I became a widow in the late summer of 2012. I never gave much thought to this word or the concept of being a widow. I had a great aunt that was widowed when I was a very young girl. She was a sweet quiet woman that never married and cared for others in our family until the day she passed. My mother-in-law became a widow several years before me and I sympathized with her loneliness but never understood her grief until it happened to me.
According to an article on "Widow Facts" by Marilyn Murray Willison, as of August 2017, there are approximately 13.6 million widows in America. An average of 700,000 women become a widow in the United States each year. Willison also states a widower is more likely to marry sooner than a widow. Experts agree that grief, heartache, and shock dominate the first three months after a husband's death, and in some cases, it will affect a widow's well-being for the rest of her life.
After my initial few months of grieving alone and not understanding my emotions, I did some research on the internet and came across a support group for widows. This group met every second Thursday of the month at a widow's home. She asked for a contribution of food or drink to share with the others in her group. The first day I went to this support group, I knew I was in the right place.

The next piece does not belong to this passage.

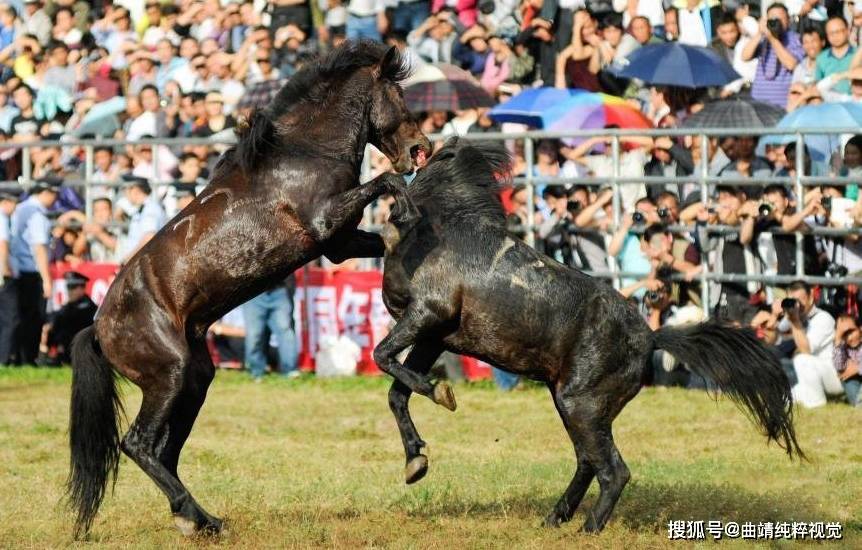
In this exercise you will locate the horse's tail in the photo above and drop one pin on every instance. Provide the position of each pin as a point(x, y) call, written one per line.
point(743, 368)
point(255, 137)
point(94, 435)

Most of the ladies that attended the support group were in their mid to late fifties and sixties with a few in the early seventies. Many were still working and taking care of homes and navigating the trauma of the reduced income and lack of emotional support. We yearned for guidance; each in different and unexplained ways. Once a month the group would come together and share their journey and listen to the newest member tell her story as many reassured her that she will survive.
And survive we did. I had lunch with some of those ladies last Sunday. We talked about the old group and how much we missed those Thursday nights of bonding in that quaint little home in Winter Park. The woman who started this group has turned her quiet little get-together into a charitable organization with chapters throughout the United States. It's a business now and like our husbands, what we had at her home will never come back again.
What surprised me was that even though we don't meet in the same manner, we found new ways to spend time together and enjoy each other's company. As the seven of us sat around a large table in a restaurant and chatted about our family's and new experiences, I realized the woman that once accepted us into her home taught us something important. With all the grief and anxiety, we each experienced, we were able to bond. Seven women of very different backgrounds, that might have never met, began to cultivate lasting friendship born out of tragedy but has blossomed into a life of its own.
Even though the seven of us don't see each other on a regular basis, as two smaller groups we do. I meet with two of the ladies for a book club along with several other widows from the support group. Our love of reading has kept us on that monthly track of checking in and supporting each other as we move forward in our lives. The other four ladies meet monthly on a Sunday afternoon for lunch at a restaurant owned by a son-in-law of the widows.
Widowhood has evolved since the days of old women dressed in black and spending time alone or in churches. The lack of gun control, never-ending war in the Middle East, and the opioid epidemic, as well as heart attacks or cancer, has created a large generation of widows and widowers. Finding the right support group to get through all the stages of this uncertain life is important. If there isn't a support group in your area, start your own. Many times, an open home and a tissue for tears will turn into a new kind of friendship for moving forward.